Within this structure is Reilly playing all the hits: Terrible jokes, entire sections that exist for the sole purpose of building to a shitty pun, a scene with a sick kid meeting Curry before a game, a ham-fisted mention of Reilly’s own charity work, more terrible jokes. It’s all here and it’s all just as useless as it ever was.

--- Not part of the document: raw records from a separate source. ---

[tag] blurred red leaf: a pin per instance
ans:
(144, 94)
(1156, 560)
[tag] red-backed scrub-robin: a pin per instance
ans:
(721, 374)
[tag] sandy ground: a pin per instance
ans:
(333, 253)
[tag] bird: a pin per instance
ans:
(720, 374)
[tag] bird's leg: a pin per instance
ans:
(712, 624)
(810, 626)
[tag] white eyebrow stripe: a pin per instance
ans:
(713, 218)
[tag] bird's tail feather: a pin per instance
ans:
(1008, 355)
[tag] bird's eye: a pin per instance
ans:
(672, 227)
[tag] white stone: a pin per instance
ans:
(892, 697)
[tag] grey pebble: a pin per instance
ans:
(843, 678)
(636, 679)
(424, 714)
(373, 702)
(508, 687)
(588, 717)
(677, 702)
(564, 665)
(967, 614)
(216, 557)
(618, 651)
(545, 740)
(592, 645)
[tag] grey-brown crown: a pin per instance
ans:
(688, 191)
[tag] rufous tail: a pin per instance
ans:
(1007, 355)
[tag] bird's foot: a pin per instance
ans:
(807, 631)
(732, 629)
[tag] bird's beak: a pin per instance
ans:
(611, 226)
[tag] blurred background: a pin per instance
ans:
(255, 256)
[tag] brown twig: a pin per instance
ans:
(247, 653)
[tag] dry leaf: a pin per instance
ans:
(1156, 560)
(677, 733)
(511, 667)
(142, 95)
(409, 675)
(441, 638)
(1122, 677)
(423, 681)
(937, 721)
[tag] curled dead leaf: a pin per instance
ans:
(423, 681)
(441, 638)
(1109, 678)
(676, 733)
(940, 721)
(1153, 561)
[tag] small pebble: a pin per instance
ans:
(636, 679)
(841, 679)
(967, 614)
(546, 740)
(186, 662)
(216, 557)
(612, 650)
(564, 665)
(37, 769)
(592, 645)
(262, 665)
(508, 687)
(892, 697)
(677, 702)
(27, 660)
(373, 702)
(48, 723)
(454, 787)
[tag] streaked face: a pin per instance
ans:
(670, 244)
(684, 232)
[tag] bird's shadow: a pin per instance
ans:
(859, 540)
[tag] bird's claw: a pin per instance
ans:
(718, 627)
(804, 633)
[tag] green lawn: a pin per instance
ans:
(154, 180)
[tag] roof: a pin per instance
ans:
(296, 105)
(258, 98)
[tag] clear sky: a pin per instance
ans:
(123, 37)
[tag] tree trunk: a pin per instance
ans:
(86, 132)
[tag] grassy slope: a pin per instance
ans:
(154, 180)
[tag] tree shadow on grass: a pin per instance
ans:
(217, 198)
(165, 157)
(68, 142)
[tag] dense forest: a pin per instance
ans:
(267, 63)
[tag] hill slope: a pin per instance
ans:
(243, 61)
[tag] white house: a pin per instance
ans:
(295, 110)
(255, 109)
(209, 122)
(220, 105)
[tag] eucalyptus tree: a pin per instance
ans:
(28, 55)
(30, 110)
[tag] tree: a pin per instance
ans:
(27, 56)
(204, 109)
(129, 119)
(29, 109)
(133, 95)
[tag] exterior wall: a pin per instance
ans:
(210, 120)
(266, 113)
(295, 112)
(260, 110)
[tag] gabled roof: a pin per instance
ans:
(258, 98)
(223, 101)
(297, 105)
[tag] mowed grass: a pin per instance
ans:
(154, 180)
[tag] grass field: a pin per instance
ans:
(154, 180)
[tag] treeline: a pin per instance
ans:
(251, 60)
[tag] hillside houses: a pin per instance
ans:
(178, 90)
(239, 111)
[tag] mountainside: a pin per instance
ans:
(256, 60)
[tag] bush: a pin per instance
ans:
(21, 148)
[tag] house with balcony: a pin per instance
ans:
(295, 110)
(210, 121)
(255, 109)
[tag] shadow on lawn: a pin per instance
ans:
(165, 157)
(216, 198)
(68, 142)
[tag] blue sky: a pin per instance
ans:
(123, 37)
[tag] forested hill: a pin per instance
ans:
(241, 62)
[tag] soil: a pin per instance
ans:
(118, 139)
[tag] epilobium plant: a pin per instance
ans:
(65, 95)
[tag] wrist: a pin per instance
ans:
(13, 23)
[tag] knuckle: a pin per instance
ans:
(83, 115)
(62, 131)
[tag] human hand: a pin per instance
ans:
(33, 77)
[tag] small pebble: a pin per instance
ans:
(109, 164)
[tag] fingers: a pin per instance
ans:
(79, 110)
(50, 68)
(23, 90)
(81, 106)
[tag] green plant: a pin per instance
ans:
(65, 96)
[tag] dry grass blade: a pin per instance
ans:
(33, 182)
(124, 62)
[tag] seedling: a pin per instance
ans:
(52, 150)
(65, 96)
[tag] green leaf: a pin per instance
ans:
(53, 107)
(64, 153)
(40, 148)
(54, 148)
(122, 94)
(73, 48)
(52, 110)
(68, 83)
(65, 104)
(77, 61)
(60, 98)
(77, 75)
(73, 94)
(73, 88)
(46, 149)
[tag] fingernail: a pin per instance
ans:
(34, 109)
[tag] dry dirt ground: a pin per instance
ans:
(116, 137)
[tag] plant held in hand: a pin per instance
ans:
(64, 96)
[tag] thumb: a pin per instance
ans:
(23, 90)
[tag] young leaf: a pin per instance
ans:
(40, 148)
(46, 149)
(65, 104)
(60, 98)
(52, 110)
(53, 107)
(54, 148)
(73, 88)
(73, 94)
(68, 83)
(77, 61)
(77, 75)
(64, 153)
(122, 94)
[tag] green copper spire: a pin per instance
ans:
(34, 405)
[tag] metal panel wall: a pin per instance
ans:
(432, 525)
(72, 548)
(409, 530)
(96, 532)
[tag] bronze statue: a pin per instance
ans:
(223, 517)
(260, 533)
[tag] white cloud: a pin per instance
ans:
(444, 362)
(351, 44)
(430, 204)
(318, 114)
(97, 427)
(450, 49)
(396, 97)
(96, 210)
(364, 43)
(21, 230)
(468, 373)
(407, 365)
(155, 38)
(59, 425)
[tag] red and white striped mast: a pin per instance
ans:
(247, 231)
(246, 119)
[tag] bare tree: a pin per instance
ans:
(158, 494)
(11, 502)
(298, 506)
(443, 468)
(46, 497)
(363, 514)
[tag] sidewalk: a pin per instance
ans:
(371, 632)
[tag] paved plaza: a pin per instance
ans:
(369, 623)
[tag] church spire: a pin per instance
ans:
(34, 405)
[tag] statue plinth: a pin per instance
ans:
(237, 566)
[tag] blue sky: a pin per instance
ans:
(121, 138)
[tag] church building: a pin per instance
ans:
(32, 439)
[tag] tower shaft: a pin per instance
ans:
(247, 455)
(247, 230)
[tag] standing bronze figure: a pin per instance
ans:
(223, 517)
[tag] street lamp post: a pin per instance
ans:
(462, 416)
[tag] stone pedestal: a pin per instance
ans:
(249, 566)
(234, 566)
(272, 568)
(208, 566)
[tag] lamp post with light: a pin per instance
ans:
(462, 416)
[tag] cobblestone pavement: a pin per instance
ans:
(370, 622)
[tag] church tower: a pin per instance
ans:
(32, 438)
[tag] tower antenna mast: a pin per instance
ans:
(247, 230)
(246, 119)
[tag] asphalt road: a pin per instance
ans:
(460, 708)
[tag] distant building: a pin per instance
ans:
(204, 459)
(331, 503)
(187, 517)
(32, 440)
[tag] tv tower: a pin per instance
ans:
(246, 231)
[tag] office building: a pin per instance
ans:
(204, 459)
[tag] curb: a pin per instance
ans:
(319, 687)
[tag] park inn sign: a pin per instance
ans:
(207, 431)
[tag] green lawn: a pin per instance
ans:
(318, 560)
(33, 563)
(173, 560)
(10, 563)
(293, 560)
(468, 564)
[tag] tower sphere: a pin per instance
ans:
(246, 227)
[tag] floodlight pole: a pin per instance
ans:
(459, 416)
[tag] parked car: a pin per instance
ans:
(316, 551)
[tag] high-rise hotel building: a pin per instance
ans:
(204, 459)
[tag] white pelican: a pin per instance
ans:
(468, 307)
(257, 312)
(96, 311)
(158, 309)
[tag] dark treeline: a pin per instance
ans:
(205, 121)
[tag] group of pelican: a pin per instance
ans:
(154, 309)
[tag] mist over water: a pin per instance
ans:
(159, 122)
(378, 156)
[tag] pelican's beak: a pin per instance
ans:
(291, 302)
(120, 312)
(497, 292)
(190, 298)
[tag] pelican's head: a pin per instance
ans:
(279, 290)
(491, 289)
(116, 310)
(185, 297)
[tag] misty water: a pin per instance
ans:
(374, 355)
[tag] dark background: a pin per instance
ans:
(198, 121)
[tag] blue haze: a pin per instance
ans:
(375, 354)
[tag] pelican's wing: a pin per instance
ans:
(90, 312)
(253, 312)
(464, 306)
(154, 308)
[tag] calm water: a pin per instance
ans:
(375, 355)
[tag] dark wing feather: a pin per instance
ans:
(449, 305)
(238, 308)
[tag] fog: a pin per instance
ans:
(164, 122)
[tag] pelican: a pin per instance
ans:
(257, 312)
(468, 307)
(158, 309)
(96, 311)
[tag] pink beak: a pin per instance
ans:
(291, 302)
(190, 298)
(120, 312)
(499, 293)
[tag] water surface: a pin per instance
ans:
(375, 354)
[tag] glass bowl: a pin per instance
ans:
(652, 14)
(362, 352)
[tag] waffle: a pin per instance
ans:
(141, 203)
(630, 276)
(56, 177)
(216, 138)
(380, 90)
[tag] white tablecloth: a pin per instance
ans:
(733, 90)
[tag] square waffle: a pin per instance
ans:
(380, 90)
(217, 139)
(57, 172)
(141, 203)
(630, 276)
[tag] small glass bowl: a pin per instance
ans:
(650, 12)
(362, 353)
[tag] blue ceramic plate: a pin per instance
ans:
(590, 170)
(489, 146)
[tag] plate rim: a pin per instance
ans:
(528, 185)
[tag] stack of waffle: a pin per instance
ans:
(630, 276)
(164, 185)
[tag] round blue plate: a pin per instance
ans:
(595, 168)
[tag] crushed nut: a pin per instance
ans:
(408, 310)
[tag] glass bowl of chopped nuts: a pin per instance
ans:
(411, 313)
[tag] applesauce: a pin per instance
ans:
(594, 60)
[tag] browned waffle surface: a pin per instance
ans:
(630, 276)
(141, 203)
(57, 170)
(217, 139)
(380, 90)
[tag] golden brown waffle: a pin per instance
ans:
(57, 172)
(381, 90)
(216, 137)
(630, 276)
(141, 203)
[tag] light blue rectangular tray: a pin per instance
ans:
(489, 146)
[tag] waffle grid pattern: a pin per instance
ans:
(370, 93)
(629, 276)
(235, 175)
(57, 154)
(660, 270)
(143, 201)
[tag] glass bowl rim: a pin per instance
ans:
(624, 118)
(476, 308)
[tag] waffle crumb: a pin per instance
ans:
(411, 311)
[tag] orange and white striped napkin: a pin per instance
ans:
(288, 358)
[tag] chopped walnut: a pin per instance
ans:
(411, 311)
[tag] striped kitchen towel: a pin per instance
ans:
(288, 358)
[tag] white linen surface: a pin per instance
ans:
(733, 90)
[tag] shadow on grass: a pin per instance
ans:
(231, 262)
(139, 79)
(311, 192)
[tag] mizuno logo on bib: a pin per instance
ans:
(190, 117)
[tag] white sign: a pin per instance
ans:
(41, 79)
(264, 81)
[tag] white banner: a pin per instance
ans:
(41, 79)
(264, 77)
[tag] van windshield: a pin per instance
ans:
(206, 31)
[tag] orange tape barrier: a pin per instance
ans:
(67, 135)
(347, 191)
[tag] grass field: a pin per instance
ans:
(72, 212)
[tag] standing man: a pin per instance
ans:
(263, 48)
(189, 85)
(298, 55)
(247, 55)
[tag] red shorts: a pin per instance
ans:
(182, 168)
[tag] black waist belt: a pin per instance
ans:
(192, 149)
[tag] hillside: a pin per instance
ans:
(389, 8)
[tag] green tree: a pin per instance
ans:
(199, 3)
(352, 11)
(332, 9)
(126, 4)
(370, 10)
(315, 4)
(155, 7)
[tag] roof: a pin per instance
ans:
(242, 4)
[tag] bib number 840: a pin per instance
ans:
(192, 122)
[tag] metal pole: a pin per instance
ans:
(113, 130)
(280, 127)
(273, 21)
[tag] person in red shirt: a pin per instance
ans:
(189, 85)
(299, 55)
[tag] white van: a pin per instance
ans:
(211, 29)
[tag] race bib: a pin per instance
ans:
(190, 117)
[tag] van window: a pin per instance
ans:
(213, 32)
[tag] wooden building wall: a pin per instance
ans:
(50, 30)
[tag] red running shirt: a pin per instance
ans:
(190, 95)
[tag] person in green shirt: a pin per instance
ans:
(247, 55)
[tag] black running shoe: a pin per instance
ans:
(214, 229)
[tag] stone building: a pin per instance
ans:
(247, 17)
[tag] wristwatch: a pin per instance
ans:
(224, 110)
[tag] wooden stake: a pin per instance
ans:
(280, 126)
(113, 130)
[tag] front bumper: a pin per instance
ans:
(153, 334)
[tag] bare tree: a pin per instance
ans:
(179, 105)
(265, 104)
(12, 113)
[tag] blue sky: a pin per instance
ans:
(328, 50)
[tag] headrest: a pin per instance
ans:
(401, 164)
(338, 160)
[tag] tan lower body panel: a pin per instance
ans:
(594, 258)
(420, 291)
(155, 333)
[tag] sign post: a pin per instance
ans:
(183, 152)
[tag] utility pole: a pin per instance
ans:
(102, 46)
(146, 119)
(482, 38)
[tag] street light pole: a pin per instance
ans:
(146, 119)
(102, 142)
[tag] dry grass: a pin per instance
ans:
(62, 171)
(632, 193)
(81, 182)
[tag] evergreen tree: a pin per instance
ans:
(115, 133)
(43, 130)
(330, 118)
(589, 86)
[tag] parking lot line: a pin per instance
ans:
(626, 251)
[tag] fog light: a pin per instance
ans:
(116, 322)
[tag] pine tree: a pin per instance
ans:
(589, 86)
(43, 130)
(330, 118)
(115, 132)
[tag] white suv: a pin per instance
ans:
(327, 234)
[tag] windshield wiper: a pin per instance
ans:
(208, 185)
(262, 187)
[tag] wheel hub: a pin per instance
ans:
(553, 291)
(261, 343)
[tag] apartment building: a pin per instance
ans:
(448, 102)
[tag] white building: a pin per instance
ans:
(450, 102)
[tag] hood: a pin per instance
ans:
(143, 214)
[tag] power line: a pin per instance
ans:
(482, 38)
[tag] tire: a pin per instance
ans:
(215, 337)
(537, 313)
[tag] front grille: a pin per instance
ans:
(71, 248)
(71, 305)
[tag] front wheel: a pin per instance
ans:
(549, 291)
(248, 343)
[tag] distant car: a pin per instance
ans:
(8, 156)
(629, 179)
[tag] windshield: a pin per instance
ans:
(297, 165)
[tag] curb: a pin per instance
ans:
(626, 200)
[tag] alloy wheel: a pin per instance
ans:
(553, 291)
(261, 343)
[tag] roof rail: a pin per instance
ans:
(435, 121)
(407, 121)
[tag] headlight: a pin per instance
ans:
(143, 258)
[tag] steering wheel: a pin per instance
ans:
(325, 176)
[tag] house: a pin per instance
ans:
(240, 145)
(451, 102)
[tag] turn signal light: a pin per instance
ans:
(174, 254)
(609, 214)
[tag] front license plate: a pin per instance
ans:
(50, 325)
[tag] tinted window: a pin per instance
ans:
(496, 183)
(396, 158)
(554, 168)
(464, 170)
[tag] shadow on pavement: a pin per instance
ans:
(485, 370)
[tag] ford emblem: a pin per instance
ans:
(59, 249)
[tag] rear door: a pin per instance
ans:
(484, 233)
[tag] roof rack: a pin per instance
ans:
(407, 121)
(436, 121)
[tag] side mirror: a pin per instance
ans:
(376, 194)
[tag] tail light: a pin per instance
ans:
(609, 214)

This could have been a great story if it had been put in the hands of a writer who isn’t a serial plagiarizer. SI was given the chance to embed a writer in the Warriors’ locker room and send them on the road with what is possibly the greatest NBA team in history, and for some reason they decided to give that assignment to Rick Reilly. They got lines like these in return:

  • “It’s not going to last of course, this team, this moment, this selfie of pure unselfishness.”
  • “And how could these guys be called the Warriors anyway? They’re about as warlike as fudge.”
  • “These guys are looser than secondhand socks.”
  • “If this season were a Zagat review, it would have been: These ‘soft’ ‘underdogs’ are a ‘lucky’ ‘fluke’ who had an ‘easy road’ to the title.”
  • “It’s time I mention it: The game’s best player and I have a history.”
  • “I went on the road for a week with that 72-win Chicago team, too, but it’s like comparing grizzly bears to gummy bears.”
  • “The Dubs pass the ball as if it’s coated in anthrax.”
  • “It’s 90 minutes before tip-off, and Curry comes out for his nightly follicle-raising warmup routine, which hasn’t changed in four years. What has changed is that the world now treats it as Adele doing scales, Streep reading lines and Puck stirring sauces, combined.”

To put this in terms Reilly would understand, SI getting this much access to the Warriors and giving it to Rick Reilly is like sending Gandhi to an all-you-can-eat buffet.